Updated by Jim Pingle about 7 years ago
- Status changed from Assigned to Feedback
Applied in changeset 6e094e04f7d9634c7151bd9aa68ad93c71584d80.
Updated by Jim Pingle about 7 years ago
- Status changed from Feedback to Assigned
Updated by BBcan177 . about 7 years ago
Instead of using this stop command
mwexec("echo '/usr/local/sbin/unbound-control stop' | /usr/bin/su -m unbound", true);
I would recommend the following command (And also for the other Unbound start/reload etc...)
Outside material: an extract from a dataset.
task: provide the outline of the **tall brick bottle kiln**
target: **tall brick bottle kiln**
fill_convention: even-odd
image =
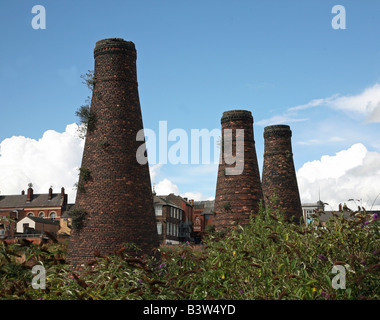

mwexec("/usr/sbin/chroot -u unbound -g unbound / /usr/local/sbin/unbound-control -c {$g['unbound_chroot_path']}/unbound.conf stop", true);
At a minimum, please consider just adding the for/loop to check if Unbound has stopped before restarting, as there is no negative issue with that section of the recent changes.
Updated by Jim Pingle about 7 years ago
BBcan177 . wrote:
I would recommend the following command (And also for the other Unbound start/reload etc...)
mwexec("/usr/sbin/chroot -u unbound -g unbound / /usr/local/sbin/unbound-control -c {$g['unbound_chroot_path']}/unbound.conf stop", true);
Unless I'm missing something here, why would that be any better? Doing a chroot to / would essentially a no-op, all it's doing is changing the user which "su -m" will do as well.
At a minimum, please consider just adding the for/loop to check if Unbound has stopped before restarting, as there is no negative issue with that section of the recent changes.
I'm not sure it's seen enough testing to justify that claim. I'd like to see some of the users who had problems with the full set of changes applied try a patch with just the loop.
Updated by Jim Pingle about 7 years ago
- File unbound-stop.diff unbound-stop.diff added
Here is a patch to try, for those who had problems with the previous commit.
Updated by Jim Pingle about 7 years ago
- Status changed from Assigned to Feedback
Applied in changeset 782453b4dbb77e5bc97a43f56b95a006c5434d65.
Updated by Jim Pingle about 7 years ago
- Status changed from Feedback to Resolved
I still haven't been able to replicate the original problem here, but unbound appears to be restarting OK on WAN failure here when I test it with the new changes, so we'll close it out for now. It can always be reopened again if additional problems surface.